氏が言うには、その皇国少年であった自分の背景には、「閉じられた世界」があったからだそうだ。内に対しても外に対しても閉じていた。だからこそ、ある種盲目的な皇国少年となった、と。そういう氏だからこそ、「閉じられた世界」の危険性を強く自覚しているし、「開かれてある事」の重要性を強く説いている。

今からおよそ20年ほど前の話であるが、氏の母校である都立化学工業高校に、中学生であった私は親父と二人で氏の講演を聞きに行った事がある。中学生の私にはいささか難しすぎる講演内容ではあったが、その時には「政府や企業はリコールに対して柔軟に応じるという開かれた姿勢を持つべきである」という事を言っていたのを覚えている。政府、或いは企業、そういった「集団」が閉じられているのは危険な事だ、と。それは上述したような氏の「開かれてある事」への指向の一環と考えれば納得がいく。

終戦による「転向」、その事をきっかけとして、氏の重厚なる思想は徐々に形成されていったのであろう。

今回の昭和女子大での講演について言えば、芸術論がその大半を占めた。

氏は自らの著作、『言語にとって美とはなにか』の中で、言語を大きく二つのベクトルに分けている。曰く、「自己表出」と「指示表出」である。

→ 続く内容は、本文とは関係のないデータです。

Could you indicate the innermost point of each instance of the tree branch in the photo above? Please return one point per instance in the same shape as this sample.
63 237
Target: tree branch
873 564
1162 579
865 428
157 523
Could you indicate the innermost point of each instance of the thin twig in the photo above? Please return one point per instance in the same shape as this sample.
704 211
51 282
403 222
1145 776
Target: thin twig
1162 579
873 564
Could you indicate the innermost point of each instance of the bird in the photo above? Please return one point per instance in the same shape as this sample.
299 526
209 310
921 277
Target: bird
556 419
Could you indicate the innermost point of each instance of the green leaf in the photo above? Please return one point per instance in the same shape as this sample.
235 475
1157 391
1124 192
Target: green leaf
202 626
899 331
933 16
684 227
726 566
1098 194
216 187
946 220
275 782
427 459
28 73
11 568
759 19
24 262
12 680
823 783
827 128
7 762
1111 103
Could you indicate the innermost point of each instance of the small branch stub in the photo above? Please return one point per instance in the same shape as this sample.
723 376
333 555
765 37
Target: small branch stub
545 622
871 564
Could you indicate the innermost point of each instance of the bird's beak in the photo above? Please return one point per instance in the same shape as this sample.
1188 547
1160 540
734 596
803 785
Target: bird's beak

美しい花を見て、「あ、きれいだな」と思う。この時に脳裏で発された言葉は「自己表出」である。また、誰かに対して「ねえ、あの花はきれいだね」と言う、この言葉は「指示表出」である。

自己表出による「あ、きれいだな」という言葉は、誰か(他者)に伝えられる事を前提とされていないし、目的にもなりえない。それに対して、「ねえ、あの花はきれいだね」という言葉は、誰かに伝えられる事を目的とされている。つまり「内にある言葉」と「外に向かう言葉」という風に言い換えることも出来る。

この「自己表出」と「指示表出」という二つのあり方を用いて、氏は芸術論を展開した。

かなり端折って結論を言ってしまうと、「芸術(或いはその本質)とは自己表出である」というのが彼の意見となる。

つまり、本来的には芸術と言うものは外に向いていない、あくまでも内に向いたものなのだよ、という事だ。

もう一つ、彼が語っていた言葉を借りると、「優れた芸術というものは、それを見た人間に、(このものの良さはオレにしかわからない、オレこそがこの芸術の良さを十全に理解出来る)と思わせる事が出来る」と言っている。

なるほど、自己表出の顕現として芸術があるのであれば、それを見た人間(読み手、聴き手)の自己表出と何かのはずみにリンクした際には、そのような「独り占め感」が出て来るのは納得がいく。

そうやって出て来た自己表出的な芸術、それは、見事なほどに経済的な価値観とは結び付かない、と氏は続ける。わかりやすく言えば、「芸術なんて金にはなりゃあしないんですよ」と。

だから、それが良いじゃないか、というような事を氏は仰っていた。内にも外にももっと思考を「開いて」いって、もっと自由になりましょうよ、と。

そういった講演の内容、それ自体も大変にスリリングで興味深いものであった。だが、どうだろう、車椅子に座りながら、後半は天を仰ぐように、そして歌を歌うかのように朗々と語る氏の姿、それはまさに「切実に生きる人」の姿であった。

Yoshimoto

83歳にしてこの切実さである。現代を生きる思想界の巨人、そういった側面とは別に、「切実に思考し、生きる人間」として私の心を強く打った。

彼が話したように、この日講演をしたように、私も音楽がしたい、と思った。言葉に詰まっても、痰がからんでも、鼻毛がはみ出ていても。

だってその姿はあまりにも素晴らしかったから。

遥かに遠い頂ではあるのだけれど。